- Theatrical release poster
- Directed by: Santhosh P. Jayakumar
- Produced by: S. Hari Bhaskaran
- Starring: Santhosh P. Jayakumar; Daniel Annie Pope; Meenal Sahu; Akrithi Singh;
- Cinematography: Ballu
- Edited by: Prasanna G. K.
- Music by: S. N. Prasad Dharan Kumar
- Production company: Flying Horse Pictures
- Distributed by: Rockfort Entertainment
- Release date: 14 November 2020;
- Running time: 120 minutes
- Country: India
- Language: Tamil

= Irandam Kuththu =

2020 film directed by santhosh.p.jayakumar

Irandam Kuththu is a 2020 Indian Tamil-language adult horror comedy film, written and directed by Santhosh P. Jayakumar who stars alongside Daniel Annie Pope, Meenal Sahu and Akrithi Singh. A spiritual successor Santhosh's Iruttu Araiyil Murattu Kuththu (2018), the film was released in theatres on 14 November 2020.

== Plot ==
Veera and Vasu are two friends who have been mistaken for gay men all their lives, marry two girls, and go to a resort in Bangkok for their honeymoons, where a horny ghost won't let them be in peace until they satisfy it sexually.

== Production ==
Director Santhosh P. Jayakumar announced plans to make a sequel to his earlier Iruttu Araiyil Murattu Kuththu (2018) in October 2019, after his other project, Pulanaivu featuring Arvind Swami, had an extended production break. Santhosh opted to star in the film himself, after other actors expressed their reluctance to be a part of the project. He shed 18 kg for his role. The film was shot in late 2019 and early 2020 in locations across Huinan County in China, Bangkok and Chennai. The title of the film was confirmed to be Irandam Kuththu in September 2020.

==Music==
The soundtrack was composed by S. N. Prasad.

Track listing
| No. | Title | Lyrics | Singer(s) | Length |
|---|---|---|---|---|
| 1. | "Thambi" | Srikanth Vardhan | S. N. Prasad | 2:00 |
| 2. | "Veera Da Veera" | Srikanth Vardhan | Bhavana Balakrishnan | 2:48 |
| 3. | "Thabela" | Ku Karthik | Diwakar, Vishnupriya Ravi | 3:12 |
| 4. | "Boom Boom" | Srikanth Vardhan | S. N. Prasad | 2:37 |
| 5. | "Virginity" | Srikanth Vardhan | Ramya NSK, Benny Dayal | 2:58 |

== Marketing ==

Following the release of the film's official trailer in October 2020, director Bharathiraja criticised the visuals and theme of the film in an open letter. In reply, Santhosh called out the director for being hypocritical citing examples of glamorous stills from Bharathiraja's Tik Tik Tik (1981) before revoking his response and apologising.

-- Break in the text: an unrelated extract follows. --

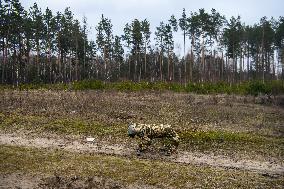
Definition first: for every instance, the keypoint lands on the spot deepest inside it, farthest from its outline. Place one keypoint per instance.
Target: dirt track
(100, 147)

A public interest litigation petition was sought to stop the release of the film, citing the film was propagating vulgarity, obscenity and pornography. while the media promotions were being misused for the purpose of commercial benefit. As a result, although the film was allowed to release, the Madurai Bench of Madras High Court ordered the producers to remove the teaser and trailer from YouTube.

== Release ==
Irandam Kuththu was released on 14 November 2020 during the week of Diwali across theatres in Tamil Nadu, becoming the first theatrical Tamil release in over eight months owing to the COVID-19 pandemic. Prior to the release, barring the legal dispute on the film's adult content, it also faced potential delays as result of a dispute between the Tamil Film Active Producers Association (TFAPA) and Qube, a digital service provider. Likewise, as a result of a decision by newspapers to increase advertising, the makers opted to promote the film through online and physical posters only.

== Reception ==
M Suganth from The Times of India gave the film one star out of five, noting "if the plot follows the template set by the first film, everything else sinks to lower depths than what we witnessed in that one." Gopinath Rajendran from Cinema Express gave the film the same score, noting "Irandam Kuththu lacks the necessary horror or the comedy elements and resorts to sexual innuendos as the only weapon to tickle your funny bones", concluding it was "a hideously unfunny and unoriginal fiasco". Sify also gave the film one star, writing the film was "a below average adult horror-comedy". Karthik Keramalu of Film Companion, wrote, "The sex comedy [...] is a bore-fest in three tragic acts."